Still, of course, it was Clare that was worrying her. She kept insisting
that he wanted Clare more than he wanted her, and he kept denying it, and she
obviously liked to hear him denying it, although she kept refusing to believe
him. And as a simple denial would never satisfy her, he had perforce to
elaborate his denials, until they were not so much denials as elaborately
protestant speeches in which energetically expressed affection for her was
combined with subtle disparagement of Clare. As time went on her demands
increased, and the kind of denial that would have satisfied her a fortnight
before was no longer sufficient to pacify her for a moment. He would say,
passionately: “My little darling Helen, all I want is you—why do you
keep talking about Clare? I’m tired of hearing the name It’s Helen I want, my
old darling Helen.” He became eloquent in this kind of speech.
But sometimes, in the midst of his acting, an awful, hollow moment of
derision would come over him; a moment when he secretly addressed himself:
You hypocrite. You don’t mean a word of all this! Why do you say it? What
good is it if it pleases her if it isn’t true?
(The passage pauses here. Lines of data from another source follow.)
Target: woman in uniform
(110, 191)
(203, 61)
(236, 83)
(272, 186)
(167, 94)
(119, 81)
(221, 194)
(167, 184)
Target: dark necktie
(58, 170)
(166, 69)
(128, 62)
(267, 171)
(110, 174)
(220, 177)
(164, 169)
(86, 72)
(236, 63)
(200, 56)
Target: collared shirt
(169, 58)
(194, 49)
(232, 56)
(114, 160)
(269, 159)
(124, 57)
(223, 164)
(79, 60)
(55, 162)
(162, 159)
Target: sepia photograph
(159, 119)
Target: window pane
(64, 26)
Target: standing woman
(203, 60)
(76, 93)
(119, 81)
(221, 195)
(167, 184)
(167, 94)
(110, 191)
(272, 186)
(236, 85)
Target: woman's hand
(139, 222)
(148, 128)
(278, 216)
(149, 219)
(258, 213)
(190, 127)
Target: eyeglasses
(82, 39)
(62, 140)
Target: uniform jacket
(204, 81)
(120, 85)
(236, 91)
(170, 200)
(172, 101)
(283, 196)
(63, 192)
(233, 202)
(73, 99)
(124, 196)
Can you—are you prepared
to endure these nightly exhibitions of extempore play-acting for ever?
Mustn’t the end come some day, and what is to be gained by the postponement
of it?
Then the hollow, dreadful, moment would leave him, and he would reply in
defence of himself: I love Helen, although the continual protestation of it
is naturally wearisome. If she can only get rid of the obsession about Clare
we shall live happily and without this emotional ferment. Therefore, it is
best that I should help her to get rid of it as much as I can. And if I were
to protest my love for her weakly I should hinder and not help her.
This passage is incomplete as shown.